The Transformation of Laghouat’s Ghouts: Altered Oasis Landscapes and the Fragmentation of Urban Identity (1985–2024)
DOI:
https://doi.org/10.64252/8jee4545Keywords:
Laghouat (Algeria); Ghouts; Oasis urbanisation; Urban identity; Remote sensing; NDVI.Abstract
Laghouat, a mid-sized oasis city on the northern fringe of the Algerian Sahara, has historically drawn its identity from the Ghouts—traditional agro-oasis gardens where date palms and crops are cultivated in hand-dug depressions that access shallow groundwater. The city’s urban fabric has also been structured around the Oued M’zi, an intermittently flooded riverbed. This study examines urban transformations between 1985 and 2024, with the dual aim of quantifying vegetation decline and assessing its implications for urban identity, which is understood here as the interrelationships among built form, vegetation, and water systems. Multi-temporal Landsat imagery was processed through Google Earth Engine, focusing on April–May datasets to maximise phenological contrast. Vegetation dynamics were assessed using the Normalised Difference Vegetation Index (NDVI), while urban expansion was delineated through supervised classification.
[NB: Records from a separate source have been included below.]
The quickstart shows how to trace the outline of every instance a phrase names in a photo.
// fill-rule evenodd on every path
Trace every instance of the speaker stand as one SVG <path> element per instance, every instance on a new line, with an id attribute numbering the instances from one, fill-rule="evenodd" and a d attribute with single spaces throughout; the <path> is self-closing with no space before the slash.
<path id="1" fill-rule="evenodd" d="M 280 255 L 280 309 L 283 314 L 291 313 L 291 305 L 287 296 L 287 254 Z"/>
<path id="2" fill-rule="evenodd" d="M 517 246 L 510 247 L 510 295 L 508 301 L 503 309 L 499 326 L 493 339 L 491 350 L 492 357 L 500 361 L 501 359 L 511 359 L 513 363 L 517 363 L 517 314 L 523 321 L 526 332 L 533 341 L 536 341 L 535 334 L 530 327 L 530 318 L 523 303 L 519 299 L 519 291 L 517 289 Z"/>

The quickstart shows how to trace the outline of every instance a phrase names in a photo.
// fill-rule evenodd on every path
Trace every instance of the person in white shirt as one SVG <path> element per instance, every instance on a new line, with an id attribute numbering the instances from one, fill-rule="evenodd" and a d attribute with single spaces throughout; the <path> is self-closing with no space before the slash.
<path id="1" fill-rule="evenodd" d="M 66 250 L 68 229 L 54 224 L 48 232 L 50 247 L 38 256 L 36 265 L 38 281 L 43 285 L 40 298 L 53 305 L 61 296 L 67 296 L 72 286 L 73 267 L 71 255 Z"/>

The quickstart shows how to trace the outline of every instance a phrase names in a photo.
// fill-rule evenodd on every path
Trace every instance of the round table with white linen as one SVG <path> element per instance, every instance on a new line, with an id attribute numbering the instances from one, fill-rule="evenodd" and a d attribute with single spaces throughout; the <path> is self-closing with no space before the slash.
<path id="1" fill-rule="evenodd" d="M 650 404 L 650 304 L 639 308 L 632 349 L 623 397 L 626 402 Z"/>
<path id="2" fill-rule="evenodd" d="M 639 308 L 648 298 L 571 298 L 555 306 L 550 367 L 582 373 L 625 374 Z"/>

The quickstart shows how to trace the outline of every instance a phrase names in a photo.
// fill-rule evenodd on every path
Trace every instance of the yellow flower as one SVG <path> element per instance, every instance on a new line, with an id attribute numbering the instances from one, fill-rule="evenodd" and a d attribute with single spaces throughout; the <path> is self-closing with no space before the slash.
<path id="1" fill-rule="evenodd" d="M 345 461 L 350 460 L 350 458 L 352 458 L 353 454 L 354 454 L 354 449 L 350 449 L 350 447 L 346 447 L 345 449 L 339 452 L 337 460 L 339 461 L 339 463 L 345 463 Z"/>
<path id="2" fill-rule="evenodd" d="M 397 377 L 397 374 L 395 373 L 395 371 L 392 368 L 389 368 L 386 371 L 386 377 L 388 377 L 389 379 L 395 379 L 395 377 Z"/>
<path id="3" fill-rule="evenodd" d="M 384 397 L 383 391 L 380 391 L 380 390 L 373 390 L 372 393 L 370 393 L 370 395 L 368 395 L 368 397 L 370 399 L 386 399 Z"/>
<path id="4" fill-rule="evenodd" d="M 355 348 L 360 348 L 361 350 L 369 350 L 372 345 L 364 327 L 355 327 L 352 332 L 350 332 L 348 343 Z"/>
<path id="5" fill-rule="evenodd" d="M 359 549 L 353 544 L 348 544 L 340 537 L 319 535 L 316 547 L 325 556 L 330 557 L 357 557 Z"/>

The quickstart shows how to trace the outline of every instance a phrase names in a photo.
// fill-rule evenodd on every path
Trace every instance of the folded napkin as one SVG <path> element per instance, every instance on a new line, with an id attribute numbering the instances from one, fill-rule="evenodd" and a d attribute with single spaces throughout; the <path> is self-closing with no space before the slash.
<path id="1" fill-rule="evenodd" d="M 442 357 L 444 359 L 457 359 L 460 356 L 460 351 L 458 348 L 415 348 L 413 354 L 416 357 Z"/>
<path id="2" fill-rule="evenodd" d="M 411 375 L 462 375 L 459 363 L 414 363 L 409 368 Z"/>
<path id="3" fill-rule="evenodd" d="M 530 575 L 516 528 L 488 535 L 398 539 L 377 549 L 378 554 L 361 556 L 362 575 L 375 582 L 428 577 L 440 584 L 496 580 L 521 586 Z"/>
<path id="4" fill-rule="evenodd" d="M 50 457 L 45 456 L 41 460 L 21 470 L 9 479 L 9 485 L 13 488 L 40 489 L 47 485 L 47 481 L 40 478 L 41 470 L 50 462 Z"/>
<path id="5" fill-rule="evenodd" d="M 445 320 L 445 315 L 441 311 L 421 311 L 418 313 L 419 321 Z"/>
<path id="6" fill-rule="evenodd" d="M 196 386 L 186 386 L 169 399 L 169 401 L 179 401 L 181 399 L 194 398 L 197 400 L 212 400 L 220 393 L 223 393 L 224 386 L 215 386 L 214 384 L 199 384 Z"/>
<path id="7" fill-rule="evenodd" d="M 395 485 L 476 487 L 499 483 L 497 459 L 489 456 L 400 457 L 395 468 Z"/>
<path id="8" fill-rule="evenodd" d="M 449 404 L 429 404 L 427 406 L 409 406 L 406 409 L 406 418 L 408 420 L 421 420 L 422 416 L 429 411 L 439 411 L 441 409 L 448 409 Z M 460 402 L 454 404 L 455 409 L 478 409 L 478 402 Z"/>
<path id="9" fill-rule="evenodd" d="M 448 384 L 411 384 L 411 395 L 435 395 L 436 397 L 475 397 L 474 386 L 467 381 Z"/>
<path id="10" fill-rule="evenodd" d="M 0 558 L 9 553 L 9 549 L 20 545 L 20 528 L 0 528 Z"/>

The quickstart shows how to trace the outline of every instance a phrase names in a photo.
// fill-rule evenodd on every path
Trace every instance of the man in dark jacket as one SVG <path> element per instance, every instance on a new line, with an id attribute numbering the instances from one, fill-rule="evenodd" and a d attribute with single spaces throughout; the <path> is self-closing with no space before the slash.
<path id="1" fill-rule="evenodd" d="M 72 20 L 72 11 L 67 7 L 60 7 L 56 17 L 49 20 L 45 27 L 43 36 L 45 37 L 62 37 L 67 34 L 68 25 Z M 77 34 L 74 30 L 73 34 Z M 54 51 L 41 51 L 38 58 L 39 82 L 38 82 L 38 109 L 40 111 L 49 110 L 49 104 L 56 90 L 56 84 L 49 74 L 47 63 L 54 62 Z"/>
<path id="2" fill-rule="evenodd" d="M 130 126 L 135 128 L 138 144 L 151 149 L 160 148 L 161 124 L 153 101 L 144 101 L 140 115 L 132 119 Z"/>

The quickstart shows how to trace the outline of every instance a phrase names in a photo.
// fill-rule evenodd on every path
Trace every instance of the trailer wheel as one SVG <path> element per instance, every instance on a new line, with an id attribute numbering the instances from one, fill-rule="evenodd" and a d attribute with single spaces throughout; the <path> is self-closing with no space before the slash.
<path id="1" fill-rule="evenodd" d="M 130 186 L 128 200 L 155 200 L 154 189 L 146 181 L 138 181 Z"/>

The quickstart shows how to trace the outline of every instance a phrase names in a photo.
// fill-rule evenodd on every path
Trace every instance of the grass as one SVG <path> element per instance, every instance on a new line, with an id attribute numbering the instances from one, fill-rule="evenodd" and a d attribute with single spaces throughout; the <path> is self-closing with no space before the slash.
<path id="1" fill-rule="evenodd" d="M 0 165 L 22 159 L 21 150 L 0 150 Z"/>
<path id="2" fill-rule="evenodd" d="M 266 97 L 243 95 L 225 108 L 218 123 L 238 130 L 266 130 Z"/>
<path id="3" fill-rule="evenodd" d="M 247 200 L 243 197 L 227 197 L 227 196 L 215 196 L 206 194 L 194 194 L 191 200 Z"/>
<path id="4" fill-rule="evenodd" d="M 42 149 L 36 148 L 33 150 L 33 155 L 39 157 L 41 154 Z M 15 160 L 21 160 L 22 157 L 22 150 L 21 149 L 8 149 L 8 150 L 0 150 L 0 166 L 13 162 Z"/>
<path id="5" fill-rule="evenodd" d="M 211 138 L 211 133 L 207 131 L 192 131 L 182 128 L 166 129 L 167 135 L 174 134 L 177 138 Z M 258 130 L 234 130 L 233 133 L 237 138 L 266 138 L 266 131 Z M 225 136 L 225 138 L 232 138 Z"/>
Morphological changes were further documented via high-resolution imagery (Google Earth, Maxar) and field observations. Results indicate that built-up areas expanded by 130.7% (+13.3 km²), whereas vegetated surfaces declined by 15.1% (−0.36 km²); overall vegetation cover fell from 23.3% to 8.6%, with green space per hectare reduced by 63%. Spatial analysis reveals a stratified urban landscape comprising the historic compact core, transitional hybrid zones, recent peripheral extensions, and institutional enclaves. These shifts have fragmented continuous tree canopies, weakened microclimatic regulation, and diminished the legibility of the city’s oasis identity. The findings underscore the urgency of integrating oasis-based criteria into planning frameworks to reconcile demographic pressures with ecological resilience in desert-edge cities.